KPK geledah rumah dinas Plt Gubernur Riau terkait kasus pemerasan

Photo of author

By AdminTekno

Komisi Pemberantasan Korupsi (KPK) menggeledah rumah dinas Plt. Gubernur Riau, SF Hariyanto (SFH), pada Senin, 15 Desember. Tindakan ini merupakan bagian dari pengembangan penyidikan kasus dugaan pemerasan dan gratifikasi yang menjerat Gubernur Riau nonaktif, Abdul Wahid, di lingkungan Pemerintah Provinsi Riau.

Juru Bicara KPK, Budi Prasetyo, saat dikonfirmasi, membenarkan kegiatan tersebut. “Benar, tim sedang melakukan giat penggeledahan di rumah dinas SFH, Plt. Gubernur Riau,” ujarnya, seraya menambahkan bahwa proses penggeledahan masih berlangsung. Budi menjelaskan lebih lanjut bahwa kegiatan ini terkait dengan penyidikan perkara dugaan tindak pemerasan dan gratifikasi di lingkungan Pemerintah Provinsi Riau, yang berawal dari operasi tangkap tangan (OTT) pada awal November lalu.

Hingga saat ini, belum ada keterangan resmi yang menjelaskan secara spesifik alasan di balik penggeledahan di kediaman SF Hariyanto. Kasus inti sendiri mulai terkuak melalui OTT yang dilakukan KPK pada bulan lalu. Plt. Gubernur Riau SF Hariyanto juga belum memberikan pernyataan apapun terkait peristiwa ini.

Dalam rangkaian kasus pemerasan ini, KPK telah menetapkan beberapa individu sebagai tersangka pasca-OTT di Riau. Mereka adalah Gubernur Riau Abdul Wahid, Kepala Dinas PUPR Riau M. Arief Setiawan, dan Tenaga Ahli Gubernur, Dani M. Nursalam.

Modus operandi dalam kasus ini terungkap cukup jelas. Abdul Wahid dan para tersangka lainnya diduga kuat memeras sejumlah kepala Unit Pelaksana Teknis (UPT) di Dinas Pekerjaan Umum, Penataan Ruang, Perumahan, Kawasan Permukiman dan Pertanahan (PUPR PKPP) Provinsi Riau. Mereka diindikasikan meminta “fee” sebesar 5 persen dari setiap penambahan anggaran yang diajukan untuk Dinas PUPR pada tahun 2025.

Permintaan “fee” ini berdampak signifikan pada anggaran Dinas PUPR. Anggaran yang semula hanya Rp 71,6 miliar, meningkat drastis menjadi Rp 177,4 miliar berkat penambahan anggaran. Artinya, terjadi lonjakan anggaran sebesar Rp 106 miliar, sebagian diduga dialokasikan untuk memenuhi permintaan para tersangka.

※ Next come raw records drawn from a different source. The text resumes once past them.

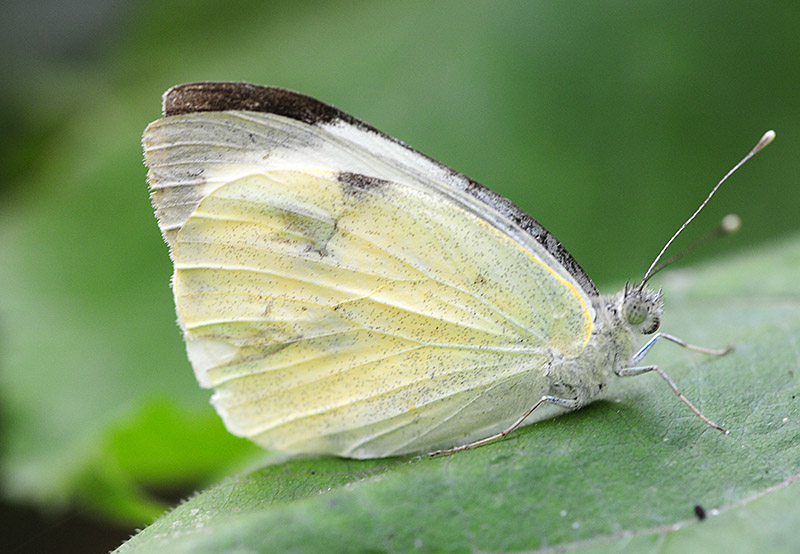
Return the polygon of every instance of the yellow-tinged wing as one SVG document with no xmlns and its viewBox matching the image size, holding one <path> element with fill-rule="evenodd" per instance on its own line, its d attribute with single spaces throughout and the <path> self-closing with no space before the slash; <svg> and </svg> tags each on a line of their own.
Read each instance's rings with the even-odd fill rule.
<svg viewBox="0 0 800 554">
<path fill-rule="evenodd" d="M 189 357 L 235 434 L 353 457 L 463 444 L 588 340 L 580 275 L 371 128 L 201 112 L 144 145 Z"/>
</svg>

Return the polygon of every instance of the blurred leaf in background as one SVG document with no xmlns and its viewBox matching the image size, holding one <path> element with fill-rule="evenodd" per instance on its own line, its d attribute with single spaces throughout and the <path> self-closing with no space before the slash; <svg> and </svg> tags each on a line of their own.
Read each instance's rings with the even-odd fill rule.
<svg viewBox="0 0 800 554">
<path fill-rule="evenodd" d="M 727 212 L 742 231 L 692 263 L 800 229 L 792 2 L 37 0 L 2 25 L 12 509 L 132 529 L 263 460 L 224 430 L 175 325 L 139 143 L 171 85 L 248 80 L 333 103 L 511 198 L 606 292 L 768 128 L 778 140 L 684 241 Z"/>
</svg>

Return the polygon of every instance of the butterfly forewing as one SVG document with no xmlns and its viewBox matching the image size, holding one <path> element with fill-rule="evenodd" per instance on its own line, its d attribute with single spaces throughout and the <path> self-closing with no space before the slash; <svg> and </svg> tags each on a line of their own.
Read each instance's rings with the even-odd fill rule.
<svg viewBox="0 0 800 554">
<path fill-rule="evenodd" d="M 588 340 L 592 308 L 544 248 L 396 145 L 240 112 L 165 118 L 144 142 L 190 359 L 236 434 L 355 457 L 452 446 L 513 422 L 553 353 Z"/>
</svg>

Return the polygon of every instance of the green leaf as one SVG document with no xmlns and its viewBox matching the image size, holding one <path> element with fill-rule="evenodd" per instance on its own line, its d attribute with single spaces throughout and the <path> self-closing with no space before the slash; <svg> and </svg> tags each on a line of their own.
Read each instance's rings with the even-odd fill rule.
<svg viewBox="0 0 800 554">
<path fill-rule="evenodd" d="M 800 237 L 664 276 L 657 375 L 451 456 L 300 458 L 227 479 L 119 548 L 147 552 L 796 552 Z M 698 521 L 694 506 L 711 517 Z"/>
</svg>

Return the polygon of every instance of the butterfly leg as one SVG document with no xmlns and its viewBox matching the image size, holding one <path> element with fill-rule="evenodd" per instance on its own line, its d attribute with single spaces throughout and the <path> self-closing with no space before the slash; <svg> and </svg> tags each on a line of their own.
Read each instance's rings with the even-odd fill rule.
<svg viewBox="0 0 800 554">
<path fill-rule="evenodd" d="M 666 336 L 669 336 L 669 335 L 666 335 Z M 641 351 L 640 351 L 640 352 L 641 352 Z M 723 352 L 723 353 L 724 353 L 724 352 Z M 636 359 L 636 356 L 634 356 L 634 360 L 635 360 L 635 359 Z M 632 376 L 634 376 L 634 375 L 641 375 L 642 373 L 649 373 L 649 372 L 651 372 L 651 371 L 655 371 L 656 373 L 658 373 L 659 375 L 661 375 L 661 377 L 662 377 L 662 378 L 663 378 L 663 379 L 664 379 L 664 380 L 667 382 L 667 384 L 670 386 L 670 388 L 672 388 L 672 391 L 673 391 L 675 394 L 677 394 L 677 395 L 678 395 L 678 398 L 680 398 L 680 399 L 681 399 L 681 402 L 683 402 L 684 404 L 686 404 L 687 406 L 689 406 L 689 409 L 690 409 L 690 410 L 692 410 L 692 412 L 694 412 L 694 414 L 695 414 L 697 417 L 699 417 L 700 419 L 702 419 L 702 420 L 703 420 L 703 421 L 704 421 L 704 422 L 705 422 L 705 423 L 706 423 L 706 424 L 707 424 L 709 427 L 713 427 L 713 428 L 714 428 L 714 429 L 716 429 L 717 431 L 722 431 L 722 432 L 723 432 L 723 433 L 725 433 L 726 435 L 728 434 L 728 430 L 727 430 L 727 429 L 725 429 L 724 427 L 722 427 L 722 426 L 720 426 L 720 425 L 717 425 L 716 423 L 714 423 L 713 421 L 711 421 L 710 419 L 708 419 L 706 416 L 704 416 L 704 415 L 703 415 L 703 414 L 700 412 L 700 410 L 698 410 L 697 408 L 695 408 L 694 404 L 692 404 L 692 403 L 689 401 L 689 399 L 688 399 L 688 398 L 686 398 L 685 396 L 683 396 L 683 393 L 682 393 L 682 392 L 681 392 L 681 390 L 678 388 L 678 385 L 676 385 L 676 384 L 675 384 L 675 382 L 674 382 L 672 379 L 670 379 L 669 375 L 667 375 L 666 373 L 664 373 L 664 371 L 663 371 L 663 370 L 662 370 L 660 367 L 658 367 L 657 365 L 648 365 L 648 366 L 642 366 L 642 367 L 623 367 L 623 368 L 620 368 L 620 369 L 618 369 L 618 370 L 616 371 L 616 374 L 617 374 L 617 375 L 619 375 L 620 377 L 632 377 Z"/>
<path fill-rule="evenodd" d="M 638 363 L 642 358 L 644 358 L 647 355 L 647 353 L 650 351 L 651 348 L 653 348 L 653 345 L 659 339 L 672 341 L 675 344 L 677 344 L 678 346 L 682 346 L 683 348 L 687 348 L 689 350 L 694 350 L 695 352 L 702 352 L 703 354 L 710 354 L 712 356 L 722 356 L 723 354 L 727 354 L 728 352 L 733 350 L 733 346 L 728 346 L 727 348 L 723 348 L 721 350 L 715 350 L 713 348 L 703 348 L 702 346 L 695 346 L 694 344 L 689 344 L 687 342 L 684 342 L 681 339 L 679 339 L 678 337 L 674 337 L 674 336 L 668 335 L 666 333 L 656 333 L 655 335 L 653 335 L 653 338 L 651 338 L 649 341 L 647 341 L 647 344 L 645 344 L 641 348 L 641 350 L 639 350 L 636 354 L 633 355 L 633 358 L 631 358 L 631 361 L 633 363 Z"/>
<path fill-rule="evenodd" d="M 492 441 L 496 441 L 497 439 L 502 439 L 514 429 L 522 425 L 522 422 L 533 413 L 533 410 L 548 402 L 550 404 L 555 404 L 556 406 L 561 406 L 562 408 L 566 408 L 568 410 L 574 410 L 578 407 L 578 401 L 571 399 L 571 398 L 558 398 L 557 396 L 543 396 L 541 397 L 536 404 L 531 406 L 531 408 L 525 412 L 522 417 L 520 417 L 517 421 L 512 423 L 507 429 L 504 431 L 500 431 L 499 433 L 495 433 L 490 437 L 486 437 L 485 439 L 481 439 L 475 442 L 470 442 L 467 444 L 462 444 L 461 446 L 455 446 L 453 448 L 448 448 L 447 450 L 437 450 L 436 452 L 431 452 L 428 456 L 434 458 L 436 456 L 440 456 L 441 454 L 453 454 L 454 452 L 461 452 L 462 450 L 468 450 L 470 448 L 476 448 L 478 446 L 483 446 L 484 444 L 490 443 Z"/>
</svg>

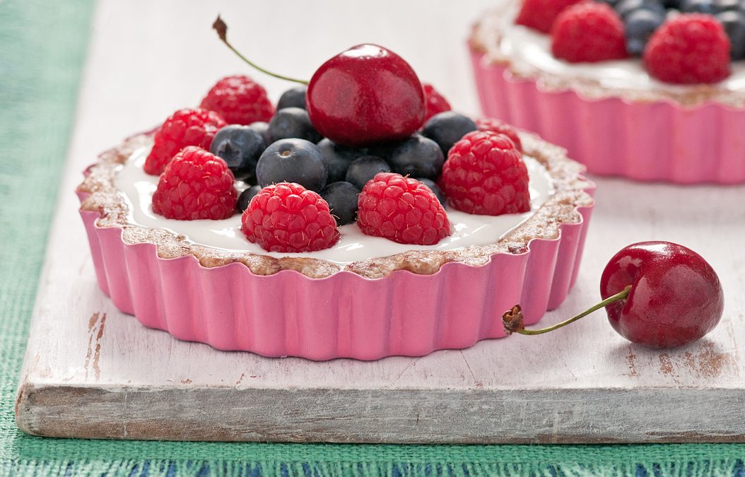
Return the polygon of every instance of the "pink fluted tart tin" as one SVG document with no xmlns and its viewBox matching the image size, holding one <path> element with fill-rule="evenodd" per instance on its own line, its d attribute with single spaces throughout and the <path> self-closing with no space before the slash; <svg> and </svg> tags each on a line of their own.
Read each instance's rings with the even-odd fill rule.
<svg viewBox="0 0 745 477">
<path fill-rule="evenodd" d="M 203 231 L 192 233 L 191 224 L 153 227 L 148 221 L 156 219 L 146 217 L 147 207 L 139 203 L 149 186 L 137 182 L 142 177 L 132 165 L 151 145 L 149 134 L 102 154 L 77 192 L 99 286 L 145 326 L 270 357 L 419 356 L 504 337 L 501 315 L 518 303 L 526 323 L 535 323 L 561 304 L 574 283 L 595 186 L 563 149 L 530 134 L 521 133 L 521 140 L 530 157 L 529 170 L 540 171 L 530 180 L 540 203 L 524 216 L 504 220 L 463 218 L 448 209 L 456 229 L 509 227 L 505 233 L 479 238 L 484 243 L 440 249 L 402 251 L 390 242 L 379 250 L 376 241 L 367 252 L 371 258 L 336 259 L 332 249 L 326 254 L 259 253 L 223 224 L 206 227 L 230 236 L 219 238 L 218 246 L 200 243 L 212 238 Z M 136 186 L 122 185 L 130 179 Z M 484 223 L 476 227 L 472 220 Z M 353 249 L 345 245 L 352 239 L 369 244 L 351 229 L 340 230 L 339 250 Z M 466 243 L 472 240 L 458 234 L 454 232 Z M 235 244 L 241 240 L 244 250 Z"/>
<path fill-rule="evenodd" d="M 714 85 L 651 78 L 641 60 L 569 63 L 550 37 L 485 15 L 469 42 L 484 113 L 567 148 L 591 173 L 681 184 L 745 183 L 745 61 Z"/>
</svg>

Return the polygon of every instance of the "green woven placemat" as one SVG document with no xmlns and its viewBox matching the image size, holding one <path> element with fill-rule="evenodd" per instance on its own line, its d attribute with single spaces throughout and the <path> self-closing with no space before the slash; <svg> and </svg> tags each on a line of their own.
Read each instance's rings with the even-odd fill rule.
<svg viewBox="0 0 745 477">
<path fill-rule="evenodd" d="M 745 477 L 745 445 L 737 444 L 303 445 L 94 441 L 21 433 L 13 417 L 18 373 L 92 8 L 91 0 L 0 0 L 0 475 Z"/>
</svg>

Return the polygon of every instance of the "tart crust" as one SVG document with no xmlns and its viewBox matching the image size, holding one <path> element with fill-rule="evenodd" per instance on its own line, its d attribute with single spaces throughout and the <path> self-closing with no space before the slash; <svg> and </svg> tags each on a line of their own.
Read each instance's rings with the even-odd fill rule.
<svg viewBox="0 0 745 477">
<path fill-rule="evenodd" d="M 383 278 L 396 270 L 428 275 L 437 272 L 448 262 L 481 266 L 496 253 L 524 253 L 528 242 L 533 238 L 557 238 L 562 224 L 576 224 L 582 220 L 578 207 L 593 204 L 592 198 L 586 191 L 594 186 L 582 177 L 584 166 L 568 159 L 565 151 L 559 146 L 527 133 L 521 131 L 519 135 L 524 154 L 535 158 L 546 168 L 555 188 L 554 193 L 533 215 L 503 238 L 495 238 L 493 244 L 446 251 L 410 250 L 346 265 L 311 258 L 276 259 L 247 251 L 229 252 L 191 243 L 184 236 L 168 230 L 131 223 L 130 205 L 115 186 L 114 177 L 134 151 L 152 145 L 152 133 L 128 138 L 101 154 L 98 162 L 86 170 L 86 178 L 77 192 L 83 198 L 80 209 L 98 213 L 96 227 L 121 228 L 121 239 L 127 244 L 153 244 L 158 256 L 162 259 L 193 255 L 202 266 L 208 268 L 240 262 L 257 275 L 271 275 L 282 270 L 294 270 L 309 278 L 324 278 L 342 270 L 368 279 Z"/>
</svg>

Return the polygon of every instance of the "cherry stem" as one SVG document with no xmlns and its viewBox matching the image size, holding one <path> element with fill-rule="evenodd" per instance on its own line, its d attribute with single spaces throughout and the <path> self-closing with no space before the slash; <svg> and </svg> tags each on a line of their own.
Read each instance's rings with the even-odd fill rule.
<svg viewBox="0 0 745 477">
<path fill-rule="evenodd" d="M 615 294 L 615 295 L 608 297 L 600 303 L 594 305 L 593 306 L 585 310 L 582 313 L 580 313 L 577 316 L 573 316 L 568 320 L 565 320 L 564 321 L 557 323 L 552 326 L 548 326 L 548 328 L 542 328 L 540 329 L 524 329 L 522 327 L 523 326 L 522 312 L 520 309 L 520 306 L 516 305 L 511 310 L 510 310 L 502 316 L 502 320 L 504 322 L 504 329 L 508 335 L 510 335 L 512 333 L 519 333 L 521 335 L 542 335 L 543 333 L 548 333 L 550 331 L 558 329 L 559 328 L 565 326 L 568 324 L 574 323 L 580 318 L 583 318 L 590 313 L 592 313 L 593 312 L 597 312 L 601 308 L 605 308 L 606 306 L 610 305 L 612 303 L 625 299 L 627 297 L 629 296 L 629 292 L 630 291 L 630 290 L 631 290 L 631 285 L 630 285 L 623 290 L 621 290 L 621 291 L 619 291 L 618 293 Z"/>
<path fill-rule="evenodd" d="M 225 43 L 225 45 L 229 48 L 230 48 L 233 53 L 237 54 L 239 58 L 247 63 L 252 68 L 258 69 L 259 71 L 261 72 L 265 75 L 268 75 L 269 76 L 273 76 L 274 78 L 279 78 L 280 80 L 285 80 L 286 81 L 293 81 L 294 83 L 299 83 L 300 84 L 308 84 L 308 81 L 305 81 L 305 80 L 298 80 L 297 78 L 290 78 L 289 76 L 284 76 L 282 75 L 278 75 L 277 73 L 273 73 L 268 69 L 264 69 L 261 68 L 256 63 L 253 63 L 246 57 L 241 54 L 241 52 L 236 50 L 233 47 L 233 45 L 231 45 L 229 42 L 228 42 L 227 39 L 228 25 L 225 24 L 225 22 L 224 22 L 221 18 L 220 18 L 219 15 L 218 16 L 218 19 L 215 20 L 215 23 L 212 24 L 212 28 L 215 29 L 215 31 L 218 32 L 218 36 L 220 37 L 220 40 L 222 40 L 222 42 Z"/>
</svg>

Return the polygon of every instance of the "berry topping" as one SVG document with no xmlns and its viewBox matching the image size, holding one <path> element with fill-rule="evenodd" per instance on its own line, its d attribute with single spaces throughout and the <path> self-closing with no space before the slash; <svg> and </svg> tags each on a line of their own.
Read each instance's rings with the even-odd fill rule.
<svg viewBox="0 0 745 477">
<path fill-rule="evenodd" d="M 551 53 L 570 63 L 625 58 L 624 22 L 605 4 L 580 3 L 569 7 L 551 27 Z"/>
<path fill-rule="evenodd" d="M 365 184 L 357 224 L 363 233 L 399 244 L 434 245 L 450 235 L 445 209 L 416 179 L 381 172 Z"/>
<path fill-rule="evenodd" d="M 313 252 L 339 240 L 326 201 L 294 183 L 262 189 L 251 199 L 241 221 L 248 241 L 270 252 Z"/>
<path fill-rule="evenodd" d="M 297 183 L 314 191 L 323 189 L 329 173 L 318 146 L 305 139 L 281 139 L 266 148 L 256 165 L 259 185 Z"/>
<path fill-rule="evenodd" d="M 299 107 L 305 109 L 305 92 L 308 87 L 305 86 L 295 86 L 283 92 L 277 101 L 277 110 L 285 107 Z"/>
<path fill-rule="evenodd" d="M 227 218 L 238 193 L 225 161 L 194 146 L 184 148 L 165 166 L 153 195 L 153 212 L 166 218 Z"/>
<path fill-rule="evenodd" d="M 445 97 L 431 84 L 425 83 L 422 84 L 422 87 L 424 89 L 424 101 L 427 105 L 427 114 L 424 118 L 425 122 L 438 113 L 445 113 L 451 109 L 448 100 L 445 99 Z"/>
<path fill-rule="evenodd" d="M 357 196 L 360 189 L 344 180 L 332 182 L 321 190 L 321 197 L 329 203 L 336 224 L 346 225 L 357 219 Z"/>
<path fill-rule="evenodd" d="M 548 33 L 559 13 L 579 1 L 582 0 L 524 0 L 515 22 Z"/>
<path fill-rule="evenodd" d="M 323 139 L 311 124 L 308 113 L 299 107 L 285 107 L 277 111 L 269 121 L 269 136 L 272 142 L 298 138 L 315 143 Z"/>
<path fill-rule="evenodd" d="M 407 138 L 426 114 L 413 69 L 375 45 L 358 45 L 321 65 L 308 85 L 307 108 L 319 133 L 350 146 Z"/>
<path fill-rule="evenodd" d="M 499 215 L 530 209 L 527 182 L 522 154 L 509 137 L 476 131 L 450 150 L 440 186 L 458 210 Z"/>
<path fill-rule="evenodd" d="M 517 130 L 512 124 L 508 124 L 504 121 L 495 118 L 481 118 L 476 120 L 476 126 L 478 127 L 480 131 L 492 131 L 507 136 L 515 143 L 517 150 L 522 152 L 522 142 L 520 142 L 520 136 L 518 136 Z"/>
<path fill-rule="evenodd" d="M 236 179 L 250 180 L 256 174 L 256 162 L 266 149 L 264 138 L 248 126 L 231 124 L 215 135 L 209 152 L 222 157 Z"/>
<path fill-rule="evenodd" d="M 421 134 L 414 134 L 402 142 L 388 158 L 393 172 L 429 179 L 437 178 L 443 162 L 445 155 L 437 143 Z"/>
<path fill-rule="evenodd" d="M 346 182 L 361 189 L 378 172 L 390 172 L 390 166 L 377 156 L 363 156 L 349 164 Z"/>
<path fill-rule="evenodd" d="M 227 76 L 218 81 L 200 107 L 218 113 L 234 124 L 269 121 L 274 107 L 266 90 L 247 76 Z"/>
<path fill-rule="evenodd" d="M 650 39 L 644 64 L 668 83 L 717 83 L 729 75 L 729 40 L 710 15 L 682 13 L 666 21 Z"/>
<path fill-rule="evenodd" d="M 207 110 L 183 109 L 174 113 L 155 133 L 145 171 L 160 175 L 176 153 L 186 146 L 209 149 L 215 134 L 224 125 L 219 114 Z"/>
<path fill-rule="evenodd" d="M 447 156 L 454 144 L 476 129 L 476 123 L 468 116 L 446 111 L 432 116 L 425 124 L 422 133 L 437 142 L 443 154 Z"/>
</svg>

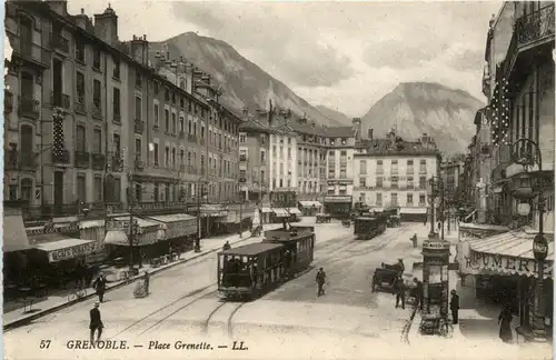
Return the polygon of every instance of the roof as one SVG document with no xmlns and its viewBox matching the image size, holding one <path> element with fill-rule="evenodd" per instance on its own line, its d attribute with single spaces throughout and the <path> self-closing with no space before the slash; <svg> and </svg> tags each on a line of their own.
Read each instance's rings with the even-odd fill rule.
<svg viewBox="0 0 556 360">
<path fill-rule="evenodd" d="M 359 140 L 355 148 L 365 149 L 365 152 L 356 152 L 355 156 L 437 156 L 437 149 L 425 147 L 418 141 L 398 140 L 393 147 L 390 139 Z"/>
<path fill-rule="evenodd" d="M 271 250 L 276 250 L 281 248 L 282 246 L 279 243 L 270 243 L 270 242 L 258 242 L 258 243 L 249 243 L 239 248 L 232 248 L 229 250 L 220 251 L 221 254 L 237 254 L 237 256 L 247 256 L 252 257 L 259 253 L 265 253 Z"/>
</svg>

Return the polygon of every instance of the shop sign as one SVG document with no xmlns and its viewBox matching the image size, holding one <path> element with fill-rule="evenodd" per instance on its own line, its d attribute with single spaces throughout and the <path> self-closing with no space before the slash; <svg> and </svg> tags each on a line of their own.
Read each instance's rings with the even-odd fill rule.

Pemberian “fee” sebesar 5 persen tersebut direalisasikan dalam tiga tahap, dengan total uang tunai sejumlah Rp 4,05 miliar yang telah diserahkan kepada Abdul Wahid dan kolega. Puncaknya, pada pemberian terakhir yang terjadi pada bulan November lalu, tim KPK berhasil membongkar praktik pemerasan ini melalui operasi tangkap tangan.